In a conductor, if the number of conduction electrons per unit volume is $$8.5 \times 10^{28}$$ m$$^{-3}$$ and mean free time is 25 fs (femto second), it's approximate resistivity is: ($$m_e = 9.1 \times 10^{-31}$$ kg)

We have to find the resistivity $$\rho$$ of the conductor. The basic relation connecting the microscopic quantities with conductivity is first stated.
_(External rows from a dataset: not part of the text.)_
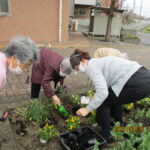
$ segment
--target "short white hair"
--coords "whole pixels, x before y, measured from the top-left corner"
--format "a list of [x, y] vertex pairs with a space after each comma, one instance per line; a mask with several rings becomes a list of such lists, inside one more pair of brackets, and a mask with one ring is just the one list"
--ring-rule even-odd
[[35, 42], [28, 37], [16, 37], [8, 44], [5, 49], [7, 57], [16, 56], [19, 61], [24, 64], [28, 61], [39, 61], [39, 48]]
[[61, 62], [60, 68], [66, 74], [70, 74], [72, 72], [72, 66], [70, 64], [69, 58], [64, 58], [63, 59], [63, 61]]

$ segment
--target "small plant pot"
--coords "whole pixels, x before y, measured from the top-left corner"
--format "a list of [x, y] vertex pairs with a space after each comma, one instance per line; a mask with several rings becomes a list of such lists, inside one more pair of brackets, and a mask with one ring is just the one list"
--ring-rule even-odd
[[46, 143], [47, 143], [47, 140], [40, 139], [40, 142], [41, 142], [42, 144], [46, 144]]
[[58, 138], [66, 150], [93, 150], [96, 142], [100, 142], [98, 147], [101, 150], [106, 143], [101, 135], [88, 126], [60, 134]]

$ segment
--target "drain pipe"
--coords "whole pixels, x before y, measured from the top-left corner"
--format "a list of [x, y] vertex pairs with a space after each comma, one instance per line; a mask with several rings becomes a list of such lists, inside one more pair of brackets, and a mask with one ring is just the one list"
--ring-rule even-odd
[[62, 0], [59, 0], [59, 42], [62, 42]]

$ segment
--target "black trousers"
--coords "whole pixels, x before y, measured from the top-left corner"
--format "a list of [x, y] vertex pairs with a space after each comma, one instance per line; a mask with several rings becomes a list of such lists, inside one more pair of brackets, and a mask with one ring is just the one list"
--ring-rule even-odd
[[109, 95], [102, 105], [97, 109], [96, 121], [102, 128], [102, 136], [109, 138], [110, 133], [110, 119], [111, 116], [115, 121], [122, 122], [122, 108], [121, 105], [134, 103], [142, 98], [150, 95], [150, 71], [141, 67], [135, 72], [127, 81], [122, 89], [119, 97], [116, 97], [113, 90], [109, 89]]
[[31, 84], [31, 98], [38, 98], [41, 90], [41, 84]]

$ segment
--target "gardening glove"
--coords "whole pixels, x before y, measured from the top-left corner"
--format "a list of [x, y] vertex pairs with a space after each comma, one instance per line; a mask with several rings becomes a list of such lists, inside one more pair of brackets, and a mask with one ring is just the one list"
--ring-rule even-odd
[[87, 108], [80, 108], [76, 114], [82, 117], [87, 116], [90, 113], [90, 111]]
[[52, 99], [53, 99], [54, 104], [60, 105], [60, 99], [56, 95], [52, 96]]

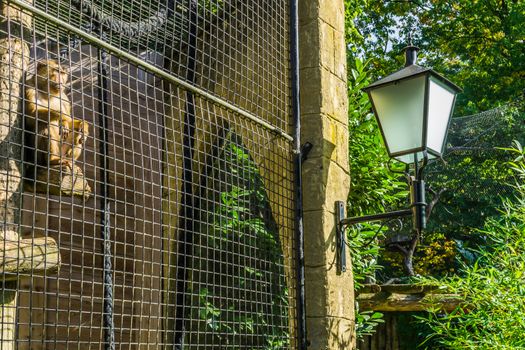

Formula (Drude model): the electrical conductivity $$\sigma$$ of a metal is

$$ \sigma \;=\; \frac{n e^{2}\,\tau}{m_e}, $$

where

$$n = 8.5 \times 10^{28}\;{\rm m^{-3}},\quad e = 1.6 \times 10^{-19}\;{\rm C},\quad \tau = 25\;{\rm fs}=25 \times 10^{-15}\;{\rm s},\quad m_e = 9.1 \times 10^{-31}\;{\rm kg}. $$

The required resistivity is simply the reciprocal of conductivity:

$$ \rho = \frac{1}{\sigma}. $$

Now we start substituting the numbers step by step.

First, square the electronic charge:

$$ e^{2} = \left(1.6 \times 10^{-19}\right)^{2} = 2.56 \times 10^{-38}\;{\rm C^{2}}. $$

Multiply this by the electron number density $$n$$:

$$ n e^{2} = \left(8.5 \times 10^{28}\right) \left(2.56 \times 10^{-38}\right). $$

We separate the coefficients and the powers of ten:

Coefficient → $$8.5 \times 2.56 = 21.76,$$

Power of ten → $$10^{28} \times 10^{-38} = 10^{-10}.$$

So

$$ n e^{2} = 21.76 \times 10^{-10} = 2.176 \times 10^{-9}. $$

Next, multiply by the mean free time $$\tau$$:

$$ n e^{2} \tau = \left(2.176 \times 10^{-9}\right) \left(25 \times 10^{-15}\right). $$

Again treat the numerical and exponential parts separately:

Coefficient → $$2.176 \times 25 = 54.4,$$

Power of ten → $$10^{-9} \times 10^{-15} = 10^{-24}.$$

Therefore

$$ n e^{2} \tau = 54.4 \times 10^{-24} = 5.44 \times 10^{-23}. $$

Now divide by the electron mass $$m_e$$ to obtain conductivity:

$$ \sigma = \frac{n e^{2} \tau}{m_e} = \frac{5.44 \times 10^{-23}}{9.1 \times 10^{-31}}. $$

To divide, divide the coefficients and subtract the exponents:

Coefficient → $$\dfrac{5.44}{9.1} \approx 0.5989 \approx 0.6,$$

Power of ten → $$10^{-23} \div 10^{-31} = 10^{8}.$$

Thus

$$ \sigma \approx 0.6 \times 10^{8} = 6 \times 10^{7}\;{\rm S\,m^{-1}}. $$

Finally, resistivity is the reciprocal:

$$ \rho = \frac{1}{\sigma} = \frac{1}{6 \times 10^{7}} \approx 1.67 \times 10^{-8}\;{\rm \Omega\,m}. $$

Since $$1.67 \times 10^{-8}\;{\rm \Omega\,m}$$ lies closest to the option written as $$10^{-8}\;{\rm \Omega\,m},$$ we match it to that choice.

Hence, the correct answer is Option D.